De La mejor infografía norteamericana del 2013, con prólogo de David Byrne.
De La mejor infografía norteamericana del 2013, con prólogo de David Byrne.
Un presidente hace de su gabinete un espejo de sí mismo. El jefe impone un estilo que, tarde o temprano, se convierte en sello de equipo. El gabinete de Enrique Peña Nieto es un gabinete sin argumentos. El gobierno impulsa un par de reformas relevantes y no hay quien salga a la plaza pública a defenderlas. Tan pronto como se anuncian las iniciativas de reforma, emprenden la retirada sus promotores. Son los enemigos de las reformas quienes ocupan el espacio público, mientras los representantes del gobierno se ocultan.

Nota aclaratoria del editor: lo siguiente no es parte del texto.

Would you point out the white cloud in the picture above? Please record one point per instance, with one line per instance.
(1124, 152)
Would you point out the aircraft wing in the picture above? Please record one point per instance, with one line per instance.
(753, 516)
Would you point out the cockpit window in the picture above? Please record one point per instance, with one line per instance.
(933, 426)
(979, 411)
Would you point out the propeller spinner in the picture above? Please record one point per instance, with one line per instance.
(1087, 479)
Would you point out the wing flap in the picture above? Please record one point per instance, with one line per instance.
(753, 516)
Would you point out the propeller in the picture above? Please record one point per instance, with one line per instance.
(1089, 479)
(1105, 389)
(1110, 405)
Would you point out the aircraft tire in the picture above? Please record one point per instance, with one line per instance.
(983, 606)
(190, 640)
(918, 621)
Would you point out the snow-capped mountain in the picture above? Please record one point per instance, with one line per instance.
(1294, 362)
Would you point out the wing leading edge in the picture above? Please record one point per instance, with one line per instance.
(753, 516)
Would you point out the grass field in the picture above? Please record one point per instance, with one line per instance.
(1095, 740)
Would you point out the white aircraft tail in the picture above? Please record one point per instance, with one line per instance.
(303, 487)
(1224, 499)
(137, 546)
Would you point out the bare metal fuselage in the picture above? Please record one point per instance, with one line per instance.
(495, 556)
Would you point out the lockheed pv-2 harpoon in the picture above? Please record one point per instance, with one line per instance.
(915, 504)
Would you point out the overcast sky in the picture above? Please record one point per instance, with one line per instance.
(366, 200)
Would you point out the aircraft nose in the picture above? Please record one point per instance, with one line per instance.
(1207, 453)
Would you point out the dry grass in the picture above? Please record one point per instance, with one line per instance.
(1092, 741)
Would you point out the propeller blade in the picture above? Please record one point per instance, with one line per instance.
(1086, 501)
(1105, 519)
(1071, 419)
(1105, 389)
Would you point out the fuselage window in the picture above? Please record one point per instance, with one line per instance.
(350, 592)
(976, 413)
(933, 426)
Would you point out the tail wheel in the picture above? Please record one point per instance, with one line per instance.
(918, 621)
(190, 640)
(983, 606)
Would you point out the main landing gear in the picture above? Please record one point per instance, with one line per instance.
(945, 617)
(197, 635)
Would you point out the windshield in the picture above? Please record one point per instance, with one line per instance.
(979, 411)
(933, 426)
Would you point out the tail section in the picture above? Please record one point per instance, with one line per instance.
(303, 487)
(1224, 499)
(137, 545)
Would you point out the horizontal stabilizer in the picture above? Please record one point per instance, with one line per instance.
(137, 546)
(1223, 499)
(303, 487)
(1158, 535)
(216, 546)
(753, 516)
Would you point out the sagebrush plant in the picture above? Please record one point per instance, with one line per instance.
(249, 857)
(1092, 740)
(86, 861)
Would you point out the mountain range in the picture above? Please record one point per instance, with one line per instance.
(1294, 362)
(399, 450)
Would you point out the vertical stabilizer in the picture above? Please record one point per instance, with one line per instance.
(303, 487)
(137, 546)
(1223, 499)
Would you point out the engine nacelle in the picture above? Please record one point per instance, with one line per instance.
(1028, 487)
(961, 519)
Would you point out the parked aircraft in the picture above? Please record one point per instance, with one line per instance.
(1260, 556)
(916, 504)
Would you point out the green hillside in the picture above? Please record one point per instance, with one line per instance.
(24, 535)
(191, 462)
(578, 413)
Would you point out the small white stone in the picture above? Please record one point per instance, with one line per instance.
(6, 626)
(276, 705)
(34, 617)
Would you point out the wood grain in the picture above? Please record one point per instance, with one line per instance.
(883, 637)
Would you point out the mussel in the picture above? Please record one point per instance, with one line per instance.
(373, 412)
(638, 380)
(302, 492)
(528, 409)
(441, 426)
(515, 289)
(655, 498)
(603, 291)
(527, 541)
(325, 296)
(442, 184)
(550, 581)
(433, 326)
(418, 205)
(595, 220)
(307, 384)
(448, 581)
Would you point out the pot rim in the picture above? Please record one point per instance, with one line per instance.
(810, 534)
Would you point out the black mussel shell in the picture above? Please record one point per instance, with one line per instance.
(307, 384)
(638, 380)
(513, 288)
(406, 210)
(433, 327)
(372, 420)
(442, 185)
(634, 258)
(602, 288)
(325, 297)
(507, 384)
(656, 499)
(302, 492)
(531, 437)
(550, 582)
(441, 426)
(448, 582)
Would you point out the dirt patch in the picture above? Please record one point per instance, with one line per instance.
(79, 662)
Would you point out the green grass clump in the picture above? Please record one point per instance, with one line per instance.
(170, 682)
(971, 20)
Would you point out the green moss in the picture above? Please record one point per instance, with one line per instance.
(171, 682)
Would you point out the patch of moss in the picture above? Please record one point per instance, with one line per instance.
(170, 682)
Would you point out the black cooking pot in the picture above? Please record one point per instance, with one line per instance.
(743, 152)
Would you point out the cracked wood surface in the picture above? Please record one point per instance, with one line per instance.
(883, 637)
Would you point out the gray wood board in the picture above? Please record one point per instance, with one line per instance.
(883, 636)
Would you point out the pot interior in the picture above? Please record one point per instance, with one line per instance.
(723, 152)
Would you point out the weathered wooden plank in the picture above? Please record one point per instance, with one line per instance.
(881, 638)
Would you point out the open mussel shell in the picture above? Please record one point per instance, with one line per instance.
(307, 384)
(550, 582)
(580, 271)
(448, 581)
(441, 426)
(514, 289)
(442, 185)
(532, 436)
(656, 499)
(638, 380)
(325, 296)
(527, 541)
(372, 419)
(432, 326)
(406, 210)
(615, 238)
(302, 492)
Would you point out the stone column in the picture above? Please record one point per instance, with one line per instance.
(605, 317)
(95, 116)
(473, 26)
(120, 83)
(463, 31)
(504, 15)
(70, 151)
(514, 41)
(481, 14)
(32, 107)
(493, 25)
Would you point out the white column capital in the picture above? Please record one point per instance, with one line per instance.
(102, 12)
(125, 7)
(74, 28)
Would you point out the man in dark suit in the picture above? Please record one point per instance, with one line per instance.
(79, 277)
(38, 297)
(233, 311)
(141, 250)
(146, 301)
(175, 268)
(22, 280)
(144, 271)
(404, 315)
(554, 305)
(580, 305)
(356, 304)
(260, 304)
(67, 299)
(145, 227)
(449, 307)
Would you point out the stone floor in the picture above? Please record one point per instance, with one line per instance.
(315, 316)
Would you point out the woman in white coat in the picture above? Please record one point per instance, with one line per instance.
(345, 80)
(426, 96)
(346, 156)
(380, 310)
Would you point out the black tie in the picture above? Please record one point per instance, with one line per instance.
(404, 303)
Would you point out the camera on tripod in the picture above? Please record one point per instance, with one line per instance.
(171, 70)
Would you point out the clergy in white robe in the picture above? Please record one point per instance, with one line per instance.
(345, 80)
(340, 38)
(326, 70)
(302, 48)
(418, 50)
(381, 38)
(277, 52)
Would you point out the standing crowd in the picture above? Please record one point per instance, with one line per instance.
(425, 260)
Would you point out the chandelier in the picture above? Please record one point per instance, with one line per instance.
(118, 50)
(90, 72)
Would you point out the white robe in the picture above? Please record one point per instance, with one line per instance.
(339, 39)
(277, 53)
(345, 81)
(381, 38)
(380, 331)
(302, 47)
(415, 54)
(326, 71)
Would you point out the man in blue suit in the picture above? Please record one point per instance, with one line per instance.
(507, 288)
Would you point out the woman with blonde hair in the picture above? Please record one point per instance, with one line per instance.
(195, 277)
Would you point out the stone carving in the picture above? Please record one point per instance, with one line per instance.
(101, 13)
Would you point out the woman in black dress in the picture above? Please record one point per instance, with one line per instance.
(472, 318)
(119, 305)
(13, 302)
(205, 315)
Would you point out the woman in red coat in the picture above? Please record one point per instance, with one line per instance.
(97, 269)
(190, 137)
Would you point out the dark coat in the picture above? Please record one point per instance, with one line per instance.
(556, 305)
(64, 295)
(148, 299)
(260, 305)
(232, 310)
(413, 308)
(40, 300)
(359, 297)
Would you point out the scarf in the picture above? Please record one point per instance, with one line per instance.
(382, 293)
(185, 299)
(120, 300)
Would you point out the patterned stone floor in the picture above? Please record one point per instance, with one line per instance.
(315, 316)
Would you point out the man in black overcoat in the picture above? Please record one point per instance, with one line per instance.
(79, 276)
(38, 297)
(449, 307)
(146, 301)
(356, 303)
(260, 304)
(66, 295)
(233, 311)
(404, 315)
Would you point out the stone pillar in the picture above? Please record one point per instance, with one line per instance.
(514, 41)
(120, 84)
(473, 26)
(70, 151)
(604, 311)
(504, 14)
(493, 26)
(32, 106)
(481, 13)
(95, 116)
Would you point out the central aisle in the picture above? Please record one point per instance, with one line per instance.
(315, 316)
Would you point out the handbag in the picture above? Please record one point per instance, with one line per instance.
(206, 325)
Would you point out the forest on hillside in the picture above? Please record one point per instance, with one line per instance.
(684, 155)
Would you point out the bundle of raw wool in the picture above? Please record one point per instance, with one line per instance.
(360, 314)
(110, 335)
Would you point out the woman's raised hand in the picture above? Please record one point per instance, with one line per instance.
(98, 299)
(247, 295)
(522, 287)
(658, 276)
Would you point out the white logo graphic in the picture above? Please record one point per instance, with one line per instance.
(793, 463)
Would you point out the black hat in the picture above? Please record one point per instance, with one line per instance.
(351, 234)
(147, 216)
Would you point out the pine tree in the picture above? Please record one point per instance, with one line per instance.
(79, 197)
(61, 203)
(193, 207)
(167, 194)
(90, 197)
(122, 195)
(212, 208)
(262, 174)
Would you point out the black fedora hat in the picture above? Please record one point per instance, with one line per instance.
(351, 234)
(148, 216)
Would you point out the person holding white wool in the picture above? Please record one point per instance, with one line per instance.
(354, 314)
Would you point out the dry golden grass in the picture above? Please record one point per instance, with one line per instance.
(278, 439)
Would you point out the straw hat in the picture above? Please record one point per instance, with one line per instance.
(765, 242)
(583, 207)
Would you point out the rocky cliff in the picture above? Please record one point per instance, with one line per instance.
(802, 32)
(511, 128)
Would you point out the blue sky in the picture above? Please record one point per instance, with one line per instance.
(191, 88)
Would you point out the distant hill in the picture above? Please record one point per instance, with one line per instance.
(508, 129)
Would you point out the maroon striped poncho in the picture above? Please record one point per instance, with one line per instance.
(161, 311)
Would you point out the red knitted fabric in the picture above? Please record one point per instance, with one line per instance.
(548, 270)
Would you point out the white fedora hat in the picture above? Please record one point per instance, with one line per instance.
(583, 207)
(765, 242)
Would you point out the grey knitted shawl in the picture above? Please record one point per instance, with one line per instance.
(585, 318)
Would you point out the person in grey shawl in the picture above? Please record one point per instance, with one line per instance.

Oficialmente existe un Secretario de Energía. Al parecer, no está vacante la dirección de Petróleos Mexicanos. Pero ninguno de esos funcionarios ha dado la batalla pública por la reforma que propone el gobierno. Entiendo que deben tener mucho trabajo. Imagino que su agenda estará repleta de reuniones y ceremonias; que leerán documentos y dictarán sus instrucciones. No sugiero que estén rascándose la barriga mientras se esconden. Lo que percibo es que en el trajín de su semana no hay espacio para exponer públicamente las razones de la reforma que ha propuesto el presidente. Quienes ocupan el debate con argumentos—sean convincentes o no—son los enemigos de la reforma. A ellos se les puede escuchar en el radio y la televisión, se les puede ver convocando a manifestaciones públicas de repudio, se les lee en manifiestos y declaraciones. Mientras tanto, el gobierno se hace escuchar con anuncios de radio y de televisión. La imaginación discursiva se reduce a la producción de comerciales. Nada más. El gobierno federal no tiene argumentos pero tiene una agencia de publicidad.
Garry Wills publica un artículo muy interesante en el New York Review of Books: la crisis política de los Estados Unidos tiene, a su entender, rasgos del antiguo secesionismo. Los extremistas de la derecha norteamericana no reconocen las leyes del gobierno federal ni las resoluciones de la Suprema Corte. "El problema con los republicanos modernos no es el fanatismo de los pocos sino la cobardía de los muchos."
Breaking Bad, la serie de Vince Gillian que acaba proyectar su último episodio, narra la transformación de un mediocre en un malo. Una fábula del Mal a la que se le arrebató la moraleja. El éxito de la serie ha estado acompañado por apuntes de distintos vuelos sobre el significado de esa fascinante mudanza moral. La serie llevó a Enrique Vila-Matas a pensar en Rousseau. Walter White, el infeliz profesor de química convertido en el exitoso cocinero de metanfetaminas, recorría el mismo camino que el paseante sentimental—pero en sentido contrario.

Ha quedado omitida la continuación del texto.